We were to spend a total of 3 nights at Hosteria Las Torres, which is right at the base of the centre peaks of the park, Las Torres Del Paines, and was very popular and incredibly busy. It also has a campsite as part of its facilities, but despite this, it didn't feel claustrophobic, especially when this is the view from your room!
There was also a family of Patagonian Foxes who kept us entertained with their antics. Harry thought it highly amusing that one was trying to get a piggyback from the other......
The hotel staff were incredibly friendly and helpful, and the trips out were fantastic. They couldn't offer the full range of trips, as several went into the closed area of the park, so they just put on extra trips to the other locations. We ended up dealing with the same guide organiser, Marcella, for the three days we there and she bent over backwards to help us. On the first night, she came to us in the bar at just gone 10pm to let us know that she had been able to organise some horseriding for us. Harry had wanted to go horseriding at Rio Serrano, but the trips weren't running, so he couldn't go. We had explained this to Marcella, and she must have pulled out every stop going! We had an hour on the most gentle horses going, with the three of us, the Baqueano and a guide. A guide and a Baqueano go on each tour, as the Baqueanos are there to look after the horses, and speak very little English. The Baqueanos dress in traditional clothes, as do the restaurant staff!
The restaurant food was excellent, and took the form of a buffet, with a huge choice.
We managed to get Harry walking some decent distances too. On the first morning Harry walked about 5 miles, stopping after 2.5 miles and a 400 metre climb to play on his DSi because "his legs were tired." He wasn't fazed by the bridges either, unlike Dawn.....
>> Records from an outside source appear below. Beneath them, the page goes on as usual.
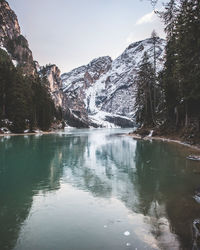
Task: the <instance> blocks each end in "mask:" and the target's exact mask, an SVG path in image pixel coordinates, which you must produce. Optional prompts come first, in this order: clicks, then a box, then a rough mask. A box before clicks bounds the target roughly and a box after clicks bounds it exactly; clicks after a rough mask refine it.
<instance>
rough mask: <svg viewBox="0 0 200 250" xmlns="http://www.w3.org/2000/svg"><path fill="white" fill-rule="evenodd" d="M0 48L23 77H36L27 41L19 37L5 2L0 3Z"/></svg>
mask: <svg viewBox="0 0 200 250" xmlns="http://www.w3.org/2000/svg"><path fill="white" fill-rule="evenodd" d="M0 46H1V47H3V48H5V49H6V50H7V51H8V53H9V56H10V57H11V59H12V60H13V61H14V62H15V66H17V67H20V68H21V70H22V72H23V74H25V75H31V76H34V75H36V72H37V71H36V65H35V63H34V61H33V55H32V51H31V50H30V48H29V45H28V41H27V40H26V38H25V37H24V36H23V35H21V31H20V26H19V22H18V19H17V16H16V15H15V13H14V11H13V10H12V9H11V8H10V6H9V4H8V3H7V2H6V1H5V0H1V1H0Z"/></svg>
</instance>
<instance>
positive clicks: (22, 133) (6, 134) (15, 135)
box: [0, 131, 58, 137]
mask: <svg viewBox="0 0 200 250" xmlns="http://www.w3.org/2000/svg"><path fill="white" fill-rule="evenodd" d="M57 132H58V131H50V132H45V131H41V132H36V133H34V132H32V133H19V134H16V133H8V134H0V137H5V136H22V135H48V134H56V133H57Z"/></svg>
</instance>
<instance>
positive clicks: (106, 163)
mask: <svg viewBox="0 0 200 250" xmlns="http://www.w3.org/2000/svg"><path fill="white" fill-rule="evenodd" d="M0 152H1V156H2V157H1V158H0V171H1V172H0V202H1V206H0V223H1V225H5V226H4V227H1V229H0V233H1V236H3V237H1V239H4V242H3V245H4V246H5V243H6V244H7V249H9V248H11V247H12V246H14V244H15V241H16V239H17V237H18V233H19V230H20V227H21V225H22V223H23V222H24V220H25V219H26V217H27V216H28V214H29V211H30V208H31V206H32V201H33V197H34V196H35V195H38V194H40V192H48V191H51V190H55V189H58V188H60V183H61V182H63V183H65V182H67V183H70V184H71V185H72V186H74V187H76V188H78V189H81V190H84V191H86V192H89V193H91V194H92V195H93V196H95V197H103V198H111V197H114V198H117V199H118V200H120V201H122V202H123V203H124V204H125V206H126V207H127V208H128V209H129V211H130V212H131V213H137V214H142V215H143V217H144V221H145V223H146V224H148V225H149V227H150V229H151V230H150V233H151V235H153V237H154V238H155V239H156V241H157V242H158V243H157V245H158V247H159V248H161V249H166V248H167V249H169V247H170V248H171V249H174V248H177V247H179V244H178V243H177V242H178V241H180V245H181V246H180V247H182V249H191V248H192V244H193V241H195V244H197V246H198V243H197V242H198V239H193V235H192V224H193V221H194V220H195V219H198V218H200V209H199V208H200V207H199V204H197V203H196V202H195V200H194V199H193V197H192V196H193V193H194V190H195V188H197V187H198V186H199V185H200V183H199V178H198V176H197V175H195V174H194V173H193V171H194V170H195V169H196V165H195V163H192V162H188V161H186V160H185V156H184V155H183V154H184V152H181V151H179V150H178V149H177V148H176V147H175V146H174V145H170V144H165V143H160V142H153V143H151V142H144V141H138V142H136V141H134V140H132V139H131V138H129V137H126V136H115V135H110V134H109V133H107V134H106V133H101V132H96V131H93V132H89V133H81V132H79V133H78V132H75V133H72V134H71V135H70V134H60V135H49V136H41V137H35V136H30V137H27V138H23V137H12V138H10V139H8V140H7V141H4V143H3V144H0ZM16 159H17V160H16ZM193 164H194V165H193ZM13 208H14V209H13ZM196 235H197V234H196ZM11 238H12V239H13V241H12V242H9V243H8V239H11ZM197 238H198V237H197ZM1 249H3V248H1Z"/></svg>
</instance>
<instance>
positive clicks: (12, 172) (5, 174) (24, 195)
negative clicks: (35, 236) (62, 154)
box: [0, 136, 62, 249]
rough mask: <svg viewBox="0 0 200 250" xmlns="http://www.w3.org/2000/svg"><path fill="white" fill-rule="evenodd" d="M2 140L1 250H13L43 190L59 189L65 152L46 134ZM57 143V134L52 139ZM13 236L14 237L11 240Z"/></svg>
mask: <svg viewBox="0 0 200 250" xmlns="http://www.w3.org/2000/svg"><path fill="white" fill-rule="evenodd" d="M1 140H3V143H0V155H1V157H0V225H1V227H0V249H12V248H13V247H14V245H15V242H16V240H17V238H18V234H19V230H20V228H21V225H22V223H23V222H24V220H25V219H26V218H27V216H28V214H29V211H30V208H31V206H32V201H33V196H34V195H37V194H38V193H39V192H40V191H42V192H47V191H48V190H52V189H57V188H59V178H60V174H61V173H60V172H61V169H60V167H61V165H59V161H60V159H62V155H61V154H62V152H61V151H60V150H59V149H58V150H56V151H51V144H47V141H46V140H47V138H44V137H38V138H37V137H36V136H29V137H27V138H26V137H25V138H24V137H10V138H7V139H6V138H2V139H1ZM51 143H56V137H55V138H51ZM11 239H12V240H11Z"/></svg>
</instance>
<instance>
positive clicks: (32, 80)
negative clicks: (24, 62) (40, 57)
mask: <svg viewBox="0 0 200 250" xmlns="http://www.w3.org/2000/svg"><path fill="white" fill-rule="evenodd" d="M57 115H58V112H57V110H56V108H55V105H54V102H53V101H52V98H51V96H50V94H49V92H48V89H47V80H46V79H45V78H40V77H39V76H34V77H30V76H29V77H28V76H25V75H23V74H22V72H21V70H20V68H17V67H15V66H14V65H13V63H12V61H11V59H10V57H9V56H8V54H7V53H6V52H5V51H4V50H2V49H0V127H2V126H4V125H5V119H6V120H9V121H10V122H9V124H10V126H9V128H10V129H11V131H12V132H15V133H22V132H24V130H26V129H29V130H30V131H33V130H34V129H36V128H39V129H42V130H48V129H49V128H50V126H51V124H52V122H53V120H54V119H55V117H57Z"/></svg>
Day 2 was where we split off to do our own things. I wanted to walk to Las Torres, which is advertised as a challenging walk, climbing around 1000m in 9km, but taking around 4 hours to reach Las Torres, and then 3.5 hours to return. I booked a tour guide, which turned out to be Marcella, and at 9:30am, I set off, with just one other person to walk to Las Torres. A packed lunch was provided, and Marcella was fairly clear that it would be us that set the pace for the day. The other walker, Kate, was young american tourist on holiday with her grandparents. The weather was very hot and sunny, topping out at 28C, so it was no surprise that by the time we reached Chileno, the halfway point that Ihad drunk 1.5 litres of water! Chileno is around 400m high, but to reach it you first climb to just over 600m, before dropping down 200m to Chileno. Kate and I were interviewed by Chilean TV at Chileno about our views on the park and how our holidays had been affected by the fires before the reporter tagged onto the group for the final stage.
We finally reached the top at 12:30. Allowing for rest breaks we had completed a 4 hour walk in just under 3 hours! Marcella thought that this may be one of the fastest guided times of the season, and we had been talking all the way and finding out lots of information. I guess that just being a small group helped considerably! The final stage of the walk is a climb of about 1.5km over the morraine left from the original corrie glacier, and is about a 1:2 gradient. All of us by now had emptied our original water and were drinking from the hillside stream, which were crisp, cool and refreshing.
The view at the top was amazing, and the photos below do not show how blue the ice of the corrie glacier really was, and certainly don't allow you to hear the cracks, crunches and groans coming from the ice. On account of our good time, we stayed here for around an hour, having lunch, taking photos, refilling water and generally exploring.
We left the top at 1:30, and on our way back met people we had passed on the way up, who were surprised how quickly we had made it.
We stopped just once on the way back down, at Chileno, and arrived back the hotel at 3:45, which Marcella then confirmed was the fastest guided time of the season! Back in the room, I took off my Gore-tex boots which are supposed to let sweat out but not let water in, to find that in the conditions that day Gore-tex boots simply do not work; I could wring my socks out, and my feet had pruned with the sweat. The socks had to be washed through because they were that wet! That said though, there was not a blister in sight!
Dawn and Harry meanwhile had stayed around the hotel for some spa, massage and jacuzzi treatment, before heading off a trip to Laguna Azul. They visited similar places to the trip at the start of the holiday, but it was much more relaxed, more friendly, and Dawn said the tour was a lot better, wishing that we had skipped the tour on the first day and gone straight to Rio Serrano from Punta!
They made a final stop at the "Eco Campsite" which makes up part of the complex. Basically, it's camping in a dome!
Time to head back to Punta Arenas for our flight home on Saturday!